Oh that’s passing the buck from adult responsibility for what you do. The toilet-training syndrome. I would never have tolerated a child of mine as spoiled.
‘Spoilt’. Over-indulged. Chocolate and toys. But there’s another meaning to the word; to spoil something is to damage it for good. Like that burn in your carpet.
You know everything — you’ve read everything, do people commit crimes out of self-hatred? Is it true? Isn’t that another explanation people give? Why should he hate himself? What had he done to make him able to do what he did.
He passed her another section of the paper and returned to the pages he had. To think — thinking — of things to which were given only a moment’s skimming attention, before: an intelligent person reads selectively, no real interest in following the sex adventures of pop stars or the lurid crimes that must have been performed by the deranged. But now — here was that woman who strapped her two small children into their safety seats in her car and got out and let it run off a wharf into the water, drowning them.
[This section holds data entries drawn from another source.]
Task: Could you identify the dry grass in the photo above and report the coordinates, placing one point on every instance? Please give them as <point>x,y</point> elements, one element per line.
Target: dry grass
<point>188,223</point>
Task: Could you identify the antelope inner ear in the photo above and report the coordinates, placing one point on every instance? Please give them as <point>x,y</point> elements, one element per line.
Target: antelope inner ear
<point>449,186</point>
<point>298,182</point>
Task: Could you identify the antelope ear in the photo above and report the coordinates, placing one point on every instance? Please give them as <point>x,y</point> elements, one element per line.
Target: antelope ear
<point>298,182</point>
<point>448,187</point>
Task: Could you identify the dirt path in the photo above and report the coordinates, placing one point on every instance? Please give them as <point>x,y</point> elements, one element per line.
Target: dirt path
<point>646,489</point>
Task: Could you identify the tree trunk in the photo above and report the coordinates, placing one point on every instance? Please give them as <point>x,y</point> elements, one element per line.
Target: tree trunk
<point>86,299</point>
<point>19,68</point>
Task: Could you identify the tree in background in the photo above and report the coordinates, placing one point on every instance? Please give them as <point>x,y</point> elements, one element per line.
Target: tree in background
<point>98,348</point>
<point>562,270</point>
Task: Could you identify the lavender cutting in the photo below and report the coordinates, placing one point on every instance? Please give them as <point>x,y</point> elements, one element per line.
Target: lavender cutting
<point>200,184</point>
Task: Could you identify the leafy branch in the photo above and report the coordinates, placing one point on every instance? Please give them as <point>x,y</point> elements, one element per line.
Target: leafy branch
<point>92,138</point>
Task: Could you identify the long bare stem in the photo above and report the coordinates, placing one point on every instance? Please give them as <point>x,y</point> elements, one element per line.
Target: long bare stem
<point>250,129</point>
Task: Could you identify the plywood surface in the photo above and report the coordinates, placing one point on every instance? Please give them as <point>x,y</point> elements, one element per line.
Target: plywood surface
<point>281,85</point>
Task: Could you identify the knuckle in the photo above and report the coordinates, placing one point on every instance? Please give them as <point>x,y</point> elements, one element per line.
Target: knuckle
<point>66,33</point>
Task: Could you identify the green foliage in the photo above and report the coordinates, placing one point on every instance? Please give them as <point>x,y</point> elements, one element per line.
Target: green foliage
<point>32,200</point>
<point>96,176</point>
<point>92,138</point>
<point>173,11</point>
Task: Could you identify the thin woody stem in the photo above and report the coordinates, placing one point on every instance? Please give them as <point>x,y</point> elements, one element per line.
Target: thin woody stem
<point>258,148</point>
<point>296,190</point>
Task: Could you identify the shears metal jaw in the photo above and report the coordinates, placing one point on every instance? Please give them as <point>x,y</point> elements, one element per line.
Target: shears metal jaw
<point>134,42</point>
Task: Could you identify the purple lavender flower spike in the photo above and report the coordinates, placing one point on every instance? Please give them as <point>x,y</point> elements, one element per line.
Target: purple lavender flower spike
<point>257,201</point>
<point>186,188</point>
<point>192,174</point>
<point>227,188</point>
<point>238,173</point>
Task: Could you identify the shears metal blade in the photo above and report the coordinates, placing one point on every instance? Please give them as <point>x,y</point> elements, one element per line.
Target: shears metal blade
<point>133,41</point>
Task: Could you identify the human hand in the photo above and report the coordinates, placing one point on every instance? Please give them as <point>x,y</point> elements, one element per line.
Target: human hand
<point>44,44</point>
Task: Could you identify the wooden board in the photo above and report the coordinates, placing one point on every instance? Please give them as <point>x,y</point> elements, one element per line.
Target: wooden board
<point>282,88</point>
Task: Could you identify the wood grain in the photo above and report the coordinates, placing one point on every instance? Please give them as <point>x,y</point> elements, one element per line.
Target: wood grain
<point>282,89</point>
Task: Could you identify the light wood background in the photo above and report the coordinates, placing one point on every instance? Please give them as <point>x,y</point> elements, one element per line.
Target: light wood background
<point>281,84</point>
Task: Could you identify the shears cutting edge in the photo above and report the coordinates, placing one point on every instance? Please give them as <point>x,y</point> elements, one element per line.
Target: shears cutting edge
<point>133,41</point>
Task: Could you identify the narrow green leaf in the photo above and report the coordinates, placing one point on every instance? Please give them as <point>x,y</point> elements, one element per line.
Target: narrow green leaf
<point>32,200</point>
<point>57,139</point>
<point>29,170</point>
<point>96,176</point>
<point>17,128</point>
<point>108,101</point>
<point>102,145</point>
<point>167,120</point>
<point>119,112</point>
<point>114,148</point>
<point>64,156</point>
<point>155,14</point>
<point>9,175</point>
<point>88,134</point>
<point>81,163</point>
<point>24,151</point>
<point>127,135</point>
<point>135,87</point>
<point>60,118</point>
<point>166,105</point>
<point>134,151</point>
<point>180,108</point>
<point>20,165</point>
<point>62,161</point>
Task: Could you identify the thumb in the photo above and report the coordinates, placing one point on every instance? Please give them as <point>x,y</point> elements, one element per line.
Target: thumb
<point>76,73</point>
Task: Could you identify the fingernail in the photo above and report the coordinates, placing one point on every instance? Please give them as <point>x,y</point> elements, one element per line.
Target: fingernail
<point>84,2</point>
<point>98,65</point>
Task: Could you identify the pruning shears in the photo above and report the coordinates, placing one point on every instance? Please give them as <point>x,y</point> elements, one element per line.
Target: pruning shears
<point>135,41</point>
Other people! Other people! These awful things happen to other people.
It doesn’t matter whose thoughts these were, Harald’s or Claudia’s; they were in the evening air on the terrace, they were in the rooms of the townhouse like the clinging odour of cigarette smoke in curtains and upholstery.
He was aware that he and she were thinking of these things in terms of happening to the perpetrator, not the victim: as if the motive, the will, came from without. But it came from within. ‘The man is what he wished to be, he has gratified his heart’s deepest desire.’
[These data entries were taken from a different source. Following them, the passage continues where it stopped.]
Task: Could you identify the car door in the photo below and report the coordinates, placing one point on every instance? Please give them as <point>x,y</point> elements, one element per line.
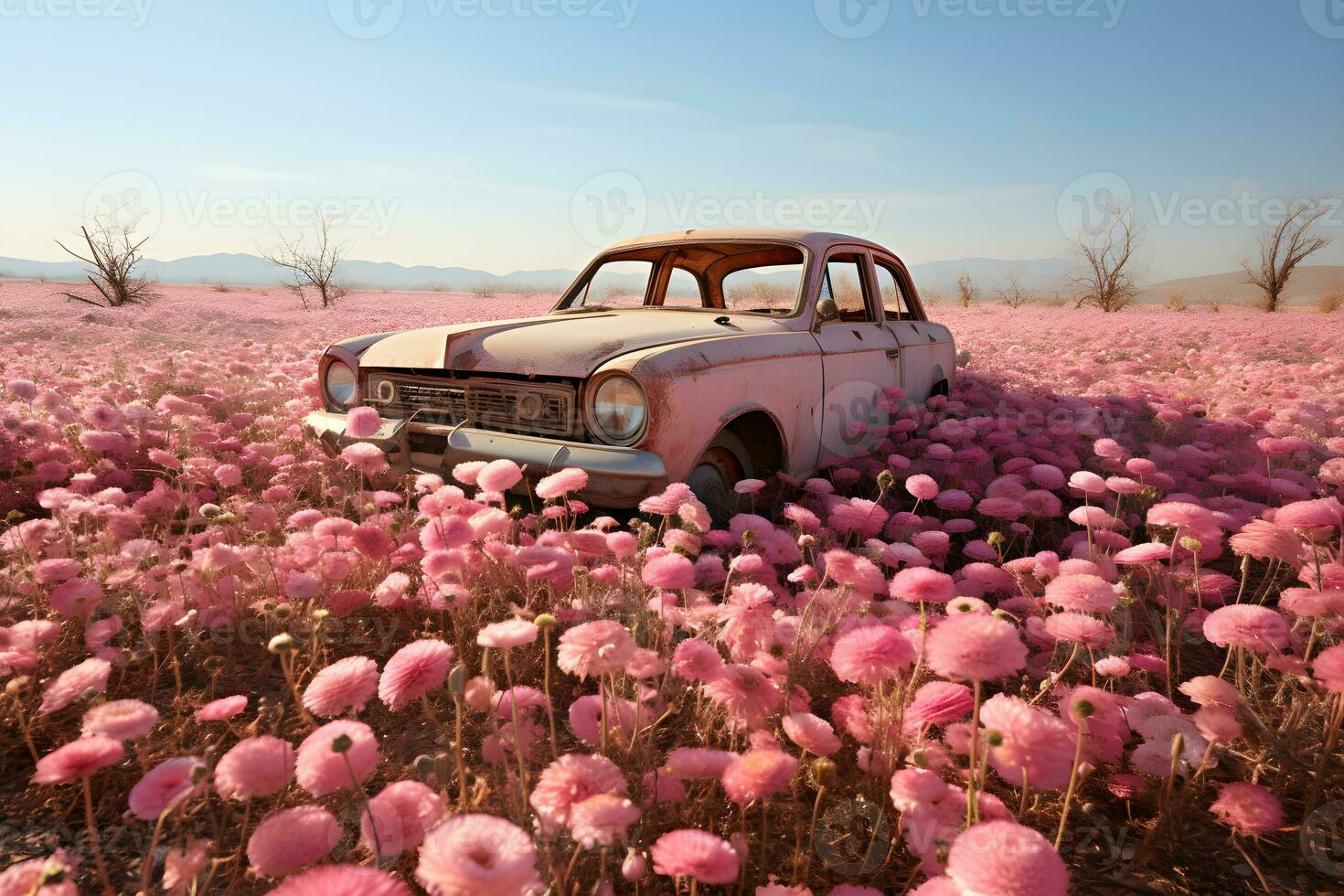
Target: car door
<point>859,355</point>
<point>905,320</point>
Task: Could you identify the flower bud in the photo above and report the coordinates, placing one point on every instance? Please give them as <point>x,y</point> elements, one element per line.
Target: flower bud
<point>634,867</point>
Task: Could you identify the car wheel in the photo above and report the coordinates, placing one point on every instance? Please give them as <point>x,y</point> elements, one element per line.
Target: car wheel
<point>722,466</point>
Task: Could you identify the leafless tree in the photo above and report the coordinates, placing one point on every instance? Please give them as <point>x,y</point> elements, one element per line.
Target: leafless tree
<point>1108,261</point>
<point>1285,246</point>
<point>1012,293</point>
<point>312,265</point>
<point>113,252</point>
<point>966,291</point>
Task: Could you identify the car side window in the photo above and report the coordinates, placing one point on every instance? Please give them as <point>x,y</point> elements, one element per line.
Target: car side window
<point>615,285</point>
<point>895,306</point>
<point>840,298</point>
<point>683,291</point>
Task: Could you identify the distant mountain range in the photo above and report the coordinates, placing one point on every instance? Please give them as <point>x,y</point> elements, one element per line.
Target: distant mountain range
<point>249,271</point>
<point>935,280</point>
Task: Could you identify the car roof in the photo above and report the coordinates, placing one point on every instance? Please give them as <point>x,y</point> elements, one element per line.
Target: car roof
<point>815,240</point>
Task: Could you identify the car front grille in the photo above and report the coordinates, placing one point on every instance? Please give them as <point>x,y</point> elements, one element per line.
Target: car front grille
<point>529,409</point>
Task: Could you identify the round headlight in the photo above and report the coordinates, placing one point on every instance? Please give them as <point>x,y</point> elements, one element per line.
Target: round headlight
<point>340,383</point>
<point>618,409</point>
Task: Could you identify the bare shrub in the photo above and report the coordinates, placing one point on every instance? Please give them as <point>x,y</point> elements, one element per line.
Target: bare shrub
<point>1285,246</point>
<point>312,266</point>
<point>114,254</point>
<point>1012,293</point>
<point>1108,261</point>
<point>966,291</point>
Claudia went alone to the prison. Harald was a delegate to a conference of bankers and insurance brokers called by the Minister of Economic Development; he could not continue to subordinate everything in his engagement book to the susurration in his mind: without the outward performance of normal occupations life could not be even materially sustained. Senior Counsel Hamilton Motsamai, the stranger to whom he was coupled in the processes of the law, would cost six thousand rands a day for appearance in court, and half as much for time spent working on the case in his chambers.
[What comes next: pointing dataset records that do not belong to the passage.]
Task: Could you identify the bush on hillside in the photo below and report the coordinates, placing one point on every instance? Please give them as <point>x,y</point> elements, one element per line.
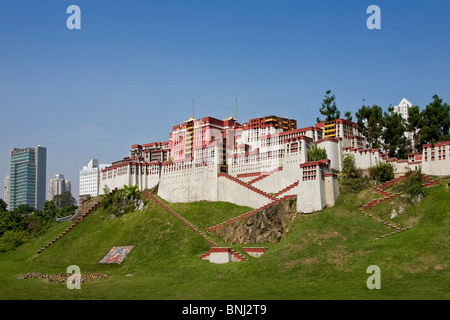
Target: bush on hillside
<point>122,201</point>
<point>382,172</point>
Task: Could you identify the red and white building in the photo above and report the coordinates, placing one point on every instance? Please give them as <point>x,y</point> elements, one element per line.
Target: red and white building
<point>257,162</point>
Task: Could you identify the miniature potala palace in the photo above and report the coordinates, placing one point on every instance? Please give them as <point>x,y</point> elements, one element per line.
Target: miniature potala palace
<point>258,162</point>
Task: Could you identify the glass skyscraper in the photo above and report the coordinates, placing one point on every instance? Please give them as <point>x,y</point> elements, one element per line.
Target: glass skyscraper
<point>27,177</point>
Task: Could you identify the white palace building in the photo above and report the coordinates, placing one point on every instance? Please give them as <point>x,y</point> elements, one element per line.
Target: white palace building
<point>257,162</point>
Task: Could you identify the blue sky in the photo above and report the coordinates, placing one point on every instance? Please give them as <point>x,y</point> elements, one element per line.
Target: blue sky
<point>132,70</point>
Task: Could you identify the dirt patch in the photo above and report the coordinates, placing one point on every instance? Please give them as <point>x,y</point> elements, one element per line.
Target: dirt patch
<point>61,278</point>
<point>320,238</point>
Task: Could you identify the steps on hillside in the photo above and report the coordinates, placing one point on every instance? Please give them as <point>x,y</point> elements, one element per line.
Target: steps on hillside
<point>264,175</point>
<point>259,191</point>
<point>293,185</point>
<point>176,215</point>
<point>78,221</point>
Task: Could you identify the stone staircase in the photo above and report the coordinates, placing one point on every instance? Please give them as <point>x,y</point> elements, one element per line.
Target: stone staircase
<point>247,214</point>
<point>286,189</point>
<point>176,215</point>
<point>246,185</point>
<point>387,197</point>
<point>235,255</point>
<point>85,212</point>
<point>264,175</point>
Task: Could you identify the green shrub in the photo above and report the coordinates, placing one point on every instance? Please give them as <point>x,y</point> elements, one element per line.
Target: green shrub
<point>383,172</point>
<point>11,239</point>
<point>412,184</point>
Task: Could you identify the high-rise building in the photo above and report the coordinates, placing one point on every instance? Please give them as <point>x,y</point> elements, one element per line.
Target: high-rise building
<point>89,179</point>
<point>27,177</point>
<point>403,109</point>
<point>57,185</point>
<point>6,191</point>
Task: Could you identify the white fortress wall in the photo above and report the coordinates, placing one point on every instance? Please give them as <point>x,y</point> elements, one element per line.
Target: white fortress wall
<point>186,182</point>
<point>115,177</point>
<point>289,174</point>
<point>231,191</point>
<point>333,148</point>
<point>332,191</point>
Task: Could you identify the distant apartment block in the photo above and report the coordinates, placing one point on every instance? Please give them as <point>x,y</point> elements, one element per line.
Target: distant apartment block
<point>6,191</point>
<point>27,177</point>
<point>58,185</point>
<point>89,179</point>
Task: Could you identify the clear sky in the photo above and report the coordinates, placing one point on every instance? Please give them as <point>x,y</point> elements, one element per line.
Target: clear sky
<point>133,68</point>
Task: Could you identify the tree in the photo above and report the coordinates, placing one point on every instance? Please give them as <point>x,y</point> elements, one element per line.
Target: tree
<point>413,125</point>
<point>395,141</point>
<point>130,191</point>
<point>3,205</point>
<point>49,209</point>
<point>316,153</point>
<point>370,122</point>
<point>329,109</point>
<point>64,199</point>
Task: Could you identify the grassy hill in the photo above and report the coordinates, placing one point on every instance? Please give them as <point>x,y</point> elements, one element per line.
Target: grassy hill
<point>323,255</point>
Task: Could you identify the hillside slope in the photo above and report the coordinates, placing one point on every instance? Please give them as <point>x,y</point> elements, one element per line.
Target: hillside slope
<point>324,255</point>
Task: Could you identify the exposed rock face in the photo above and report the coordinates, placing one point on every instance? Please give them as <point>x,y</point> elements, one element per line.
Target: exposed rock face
<point>267,225</point>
Claudia found herself considering what she should wear; as if, without Harald, there would be a concentration on her presence in which her clothes would reveal an attitude — to her son — her attitude. In winter she wore trousers, shirt and pullover under the white coat of her working day, in summer a cotton skirt and whatever went with it was in the shops each year, she liked to be in contemporary fashion while her profession was old as human history. The healer does not have to be dowdy; the ancients, like sangomas and shamans of the present, wore beads and feathers. If she went to the prison in her work clothes this would, in a sense, be fancy dress; she would not be consulting at her rooms that morning. If she put on the kind of outfit she wore when she attended some medical conference (as Harald wore a dark suit for his) or went to a restaurant with Harald at the invitation of one of his colleagues, it would seem undue respect granted to the authority of the grim place that held her son. If she wore the jeans of her weekend leisure (a euphemism, a doctor’s beeper could recall her to her patients at any time of day or night) this might look like a thoughtless reminder that out there, outside the walls and lookouts with armed guards, people were walking on grass under trees, the Strelitzias were perched in bloom over the townhouse terrace where his parents sat in summer, the man Petrus Ntuli was watering the bed of fern. She dressed, finally without awareness of it, to please him. To be the kind of mother he would want; neither expressive of the judgmental conventions of a parental generation nor attempting to project into his own, to reach him by trying to look young — she knew that she sometimes took unwise advantage of the fact that she did look younger than forty-seven to choose clothes that were meant for younger women. What she wore should confirm: whatever happens, whatever you do, you can always come to me.